Implementing a Hilbert (90 degree shift) filter in Python

Why?

A digital 90° phase shift filter is an important building block of the so-called Software Defined Radios (SDRs).

And SDR is a radio that has (relatively) minimal hardware, and most of the features are implemented in software. There are no fancy buttons and displays, but there is a UI application that controls the box. The box is a direct conversion receiver. It just converts part of the radio frequency spectrum to the audio spectrum (the reality is a bit more complicated, but you got the idea).

An SDR usually provides two signals that are almost the same, except one signal's frequency components are shifted 90 degrees in one direction.

Given these two audio signals, the software can do anything a conventional receiver can achieve with bulky components or expensive integrated circuits. Plus, the software can be changed easily. Actually this is the greatest thing in SDRs.

The software can demodulate AM signals by LW-MW-SW broadcast stations, or FM usually encountered in the URH spectrum. It can make amateur SSB and CW signals readable, or can decode digital transmissions like DAB. Anything you can imagine.



SSB reception

I'm mainly interested in amateur (HAM) radio, and so I'd like to receive SSB transmissions. To do that, I have to 90° phase-shift one of the incoming audio signals from the SDR box, and sum with the other. The result is an SSB receiver.

FIR filters

I use the numpy.filter Python package to process audio signals. The firwin and firwin2 function are very useful for designing all sorts of FIR filters, but I could not find a built-in function that can readily be used to shift all frequencies by 90 degrees.

A filter is represented by its coefficients. The simplest FIR filter one can imagine is the averaging filter. You take N samples, add them, and divide the result by N. If you encounter a new sample, you just drop one sample from one end of the line, and put the new sample to the other end. You add them and divide by N again. Simple. The general FIR filter is a weighted averaging filter. The coefficients are the weights.

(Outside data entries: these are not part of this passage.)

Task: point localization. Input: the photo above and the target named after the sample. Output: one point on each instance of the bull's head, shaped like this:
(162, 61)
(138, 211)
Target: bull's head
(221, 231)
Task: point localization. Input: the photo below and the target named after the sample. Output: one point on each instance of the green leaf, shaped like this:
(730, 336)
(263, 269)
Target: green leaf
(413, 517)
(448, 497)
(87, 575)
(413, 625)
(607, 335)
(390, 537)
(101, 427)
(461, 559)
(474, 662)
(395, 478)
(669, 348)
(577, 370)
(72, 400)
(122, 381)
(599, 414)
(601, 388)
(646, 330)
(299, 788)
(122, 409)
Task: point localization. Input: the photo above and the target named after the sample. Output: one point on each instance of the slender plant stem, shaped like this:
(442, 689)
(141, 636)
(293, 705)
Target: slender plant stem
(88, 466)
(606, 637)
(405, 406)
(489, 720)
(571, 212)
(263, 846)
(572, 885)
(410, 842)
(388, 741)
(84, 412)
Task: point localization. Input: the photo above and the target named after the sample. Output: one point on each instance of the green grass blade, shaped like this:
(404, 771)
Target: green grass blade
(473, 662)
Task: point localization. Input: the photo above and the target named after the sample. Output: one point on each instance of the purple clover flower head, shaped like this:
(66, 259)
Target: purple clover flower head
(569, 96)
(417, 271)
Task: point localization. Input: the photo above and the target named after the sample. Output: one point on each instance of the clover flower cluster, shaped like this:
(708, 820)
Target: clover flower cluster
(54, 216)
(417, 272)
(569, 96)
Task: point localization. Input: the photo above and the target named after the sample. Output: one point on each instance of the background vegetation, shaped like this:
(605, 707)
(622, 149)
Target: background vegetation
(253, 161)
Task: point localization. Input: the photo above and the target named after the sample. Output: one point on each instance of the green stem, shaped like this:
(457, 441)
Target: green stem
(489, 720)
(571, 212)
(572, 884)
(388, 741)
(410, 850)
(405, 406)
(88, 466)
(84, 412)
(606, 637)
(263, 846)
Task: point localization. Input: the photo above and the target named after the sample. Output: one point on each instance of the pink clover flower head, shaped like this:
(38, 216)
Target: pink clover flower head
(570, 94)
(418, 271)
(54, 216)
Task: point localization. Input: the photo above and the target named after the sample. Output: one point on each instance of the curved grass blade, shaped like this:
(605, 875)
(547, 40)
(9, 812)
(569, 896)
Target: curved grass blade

The coefficients are also the filter's impulse response. That is, if you filter a signal that has all zero samples except one, you get all zeroes and the coefficients somewhere in the middle. Example:

Signal:
0 0 0 0 0 0 0 0 0 0 1 0 0 0 0 0 0 ...

Coefficients:
0.3 0.4 0.3

Response:

0 0 0 0 0 0 0 0 0 0.3 0.4 0.3 0 ...

As you can see, the response contains the coefficients.

This is important because the impulse response can be calculated from the desired frequency response by the inverse discrete Fourier Transform.

90° phase shift

 In our case, this leads us to the code below:

import numpy.fft
import matplotlib.pyplot as plt

coeffs = numpy.fft.fftshift(
    numpy.fft.ifft([0]+[1]*100+[0]*100)
)

plt.plot(numpy.imag(coeffs))
plt.plot(numpy.real(coeffs))
plt.show()

The variable coeffs holds the filter coefficients. It can be used with the numpy.signal.lfilter function to process data.

The code works by calculating the inverse discrete Fourier Transform of a strange frequency response. It reads like this: "pass every negative frequencies, and supress all of the positive frequencies". This series has a complex iDFT. We are interested in the imaginary part of this inverse. The fftshift function rearranges the result. The plt.* function calls shows us the result.

Note that the filter coefficients are complex. An audio signal from and SDR receiver can be processed by taking the left and rigth channel as the real and imaginary parts of a complex signal, and filtering that - also complex - signal. The filtered signal will also be complex, and the imaginary part will be shifted by 90° (at every frequency).

If the signal to be filtered is real-valued, then the resulting filtered signal will still be a complex one: a real, and a 90°-shifted imaginary.